Anu
Anu

Reputation: 3430

How to build a Face recognition system from scratch?

I am building a prototype for a face recognition system and while writing the algorithm, I had a few questions.

Algorithm:

  1. Collect pair of (A(i),P(i),N(i)) -set of the anchor, positive, negative images of employees working at XYX company.

  2. Using gradient descent train the Triplet loss function to learn CNN parameters. Actually, here I am training a Siamese network(Idea of running two identical CNNs' on 2 different inputs[one time on A(i)-P(i) and next A(i)-N(i)] and then comparing them).

    enter image description here enter image description here These learned parameters will ensure that the distance between the flattened n-dim encoding of the same images would be small and different image would be large.!

  3. Now, create a database wherein you will store the encoding of each training image of XYX company's employees!

    Simply make a forward pass through the trained CNN and store the corresponding encoding of each image in the database

  4. At test time, you have the image of an XYX company's employee and image of an outsider!

    • You will pass both of the test images through the CNN and get the corresponding encodings!

    • Now, The question comes that how would you find the similarity between the test-picture-encoding and all the training-picture-encoding in the database?

      • First question, Would you do cosine similarity or I need to do something else? Can you add more clarity on it?

      • Second question, Also, in terms of efficiency, how would you handle a scenario wherein you have 100,000 employees training-picture-encoding in the database present and for every new person you need to look these 100,000 encodings and compute cosine similarity and give result in <2 secs? Any suggestion on this part?

    • Third question usually for face recognition task if we use approach(Image-->CNN-->SoftMax--> output), Each time a new person joins your organization you need to retrain your network, that's why it's a bad approach!
    • This problem can be mitigated by using the 2nd approach wherein we are using a learned distance function "d(img1, img2)" over a pair of images of employees as stated above on in point 1 to 3.
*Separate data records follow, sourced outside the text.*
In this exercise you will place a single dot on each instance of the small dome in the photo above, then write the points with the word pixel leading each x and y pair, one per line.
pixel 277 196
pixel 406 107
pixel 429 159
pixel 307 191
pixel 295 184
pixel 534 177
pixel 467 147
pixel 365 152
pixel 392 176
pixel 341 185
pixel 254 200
      • My question is in case of a new employee joining the organization, How this learned distance function would be able to generalize when it was not been used in the training set at all? Isn't a problem of changed data distribution of test and train set? Any suggestion in this regards

Could anyone help in understanding these conceptual glitches?

Upvotes: 2

Views: 1355

Answers (1)

Anu
Anu

Reputation: 3430

After doing some literature survey on Face verification and recognition/detection research papers in computer vision. I think I get an answer to all of my questions, So I am trying to answer it here.

First question, Would you do cosine similarity? Can you add more clarity on it?

  • Find the minimum distance between the test & every saved train image enc by simply computing a Euclidean distance between them.

  • Not keep a threshold say 0.7 and is the minimum distance is < 0.7 return the name of the employee else "not in the database error!"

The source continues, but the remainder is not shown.